Don't Be Fooled by Hurricane Florence Being 'Downgraded.' It's Still Very Dangerous

Watch Hurricane Florence on live cameras as it lashes the Carolinas coast | The Herald Sun

Watch Hurricane Florence on live cameras as it lashes the Carolinas coast | The Herald Sun

While the storm may have slowed down slightly, it will still bring life-threatening storm surges, high winds, massive flooding and power cuts as it makes landfall on the coast of North and SC.

The NHC said tropical storm-force winds will hit North and SC with full force on Thursday evening.

As many as three million people are expected to lose power.

U.S. emergency officials have warned "time is running out" for people to escape from Hurricane Florence as outer bands of wind and rain began lashing North Carolina.

Images captured by Associated Press journalists show the angst of evacuation and solitary beachgoers finding moments of calm before the storm.

Some areas in the Myrtle Beach/Wilmington area could see as much as 40 inches of rain with storm surges between 9 and 13 feet, overwhelming many beachfront areas and low-lying islands. Cloud cover that could encompass multiple states.

The latest forecast models for Hurricane Florence indicate it is now likely to dump rain on parts of NY and CT early next week.

Florence's weakening as it neared the coast created tension between some who left home and authorities who anxious that the storm could still be deadly.

The downgraded status of the storm, which indicates that Hurricane Florence is moving at maximum sustained wind speeds of 110 miles per hour, means little in terms of its impact and deadly potential, according to Elliot Abrams, chief forecaster at Accuweather.

She says people often want to get outside and take pictures.

SC ordered the mandatory evacuation of one million coastal residents while North Carolina ordered an evacuation of the Outer Banks, barrier islands that are a popular tourist destination.

Trump faced severe criticism for his administration's response to Hurricane Maria previous year in Puerto Rico. The more the Great Lakes one wins, the more southerly Florence will be. The Navy, Air Force and Army have been moving people, ships and aircrafts out of harm's way, though evacuations were not mandatory at bases such as Camp Lejeune.

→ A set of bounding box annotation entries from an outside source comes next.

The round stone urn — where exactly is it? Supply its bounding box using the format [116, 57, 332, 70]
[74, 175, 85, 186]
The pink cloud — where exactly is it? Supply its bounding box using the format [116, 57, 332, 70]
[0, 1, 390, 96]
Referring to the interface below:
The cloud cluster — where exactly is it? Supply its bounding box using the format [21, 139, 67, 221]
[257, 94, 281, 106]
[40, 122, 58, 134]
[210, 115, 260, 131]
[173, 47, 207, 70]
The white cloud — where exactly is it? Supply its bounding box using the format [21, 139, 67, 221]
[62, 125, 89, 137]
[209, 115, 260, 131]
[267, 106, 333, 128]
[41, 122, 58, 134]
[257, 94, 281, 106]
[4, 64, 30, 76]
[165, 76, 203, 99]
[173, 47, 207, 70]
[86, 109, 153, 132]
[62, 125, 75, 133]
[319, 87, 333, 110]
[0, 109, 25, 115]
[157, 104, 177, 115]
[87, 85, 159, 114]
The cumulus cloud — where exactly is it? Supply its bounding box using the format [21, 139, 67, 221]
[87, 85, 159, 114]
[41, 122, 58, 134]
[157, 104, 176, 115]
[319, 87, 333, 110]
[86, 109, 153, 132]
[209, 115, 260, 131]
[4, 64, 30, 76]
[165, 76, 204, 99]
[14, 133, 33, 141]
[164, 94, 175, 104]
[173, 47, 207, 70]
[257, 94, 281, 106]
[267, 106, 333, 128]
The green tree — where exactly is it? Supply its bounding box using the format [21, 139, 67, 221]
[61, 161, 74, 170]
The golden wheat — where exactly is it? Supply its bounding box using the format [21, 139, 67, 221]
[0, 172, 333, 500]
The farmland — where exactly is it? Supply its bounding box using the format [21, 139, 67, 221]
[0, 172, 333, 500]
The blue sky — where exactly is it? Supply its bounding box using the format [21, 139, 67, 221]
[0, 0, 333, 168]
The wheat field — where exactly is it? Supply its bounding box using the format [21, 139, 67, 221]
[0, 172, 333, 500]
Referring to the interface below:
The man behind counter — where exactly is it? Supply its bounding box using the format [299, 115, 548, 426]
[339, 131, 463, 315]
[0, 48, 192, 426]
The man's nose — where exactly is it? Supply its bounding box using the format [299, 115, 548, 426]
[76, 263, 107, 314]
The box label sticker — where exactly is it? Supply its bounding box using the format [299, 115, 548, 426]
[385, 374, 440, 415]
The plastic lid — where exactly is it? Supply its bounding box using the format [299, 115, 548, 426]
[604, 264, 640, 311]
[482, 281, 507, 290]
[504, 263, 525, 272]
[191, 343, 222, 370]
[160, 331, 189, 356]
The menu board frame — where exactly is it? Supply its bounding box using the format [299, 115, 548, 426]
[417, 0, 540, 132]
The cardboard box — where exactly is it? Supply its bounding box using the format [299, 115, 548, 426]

"We moved all the furniture up in case the water comes in but the water seems to be staying at the edge of the driveway", he said, adding that if the wind picks up and the rain keeps coming, that could change.

"This storm will bring destruction to North Carolina", Cooper said. But it could have been worse: Labor Day marked the end of the peak tourism season in the Outer Banks of North Carolina and other coastal getaways.

"Florence was anticipated to make a steady, assured progress directly towards the Carolinas, make landfall, and move directly inland". St. Helena Island near the South Carolina-Georgia line is used to riding out big storms - from one that killed an estimated 2,000 people in 1893 to Tropical Storm Irma previous year.

"I'm not going to put our personnel in harm's way, especially for people that we've already told to evacuate", Wrightsville Beach Police Chief Dan House said. Smaller enclaves of Gullah, referred to as Geechee in some areas, are scattered along the Southeast coast from North Carolina to Florida. Looking over a fleet of utility trucks staged near Charlotte Motor Speedway, retired utility worker Paul Anderson confessed that he gets a rush from helping out with recovery efforts.

Aside from safety concerns, Atlantic Coast Conference schools face scheduling obstacles, monetary implications and bowl considerations.

North Carolina, South Carolina, Virginia, Maryland, and Georgia have declared states of emergency over the storm. Presbyterian has cancelled its football game with Stetson on Saturday. Virginia has moved its Saturday home game against OH to Nashville, Tennessee.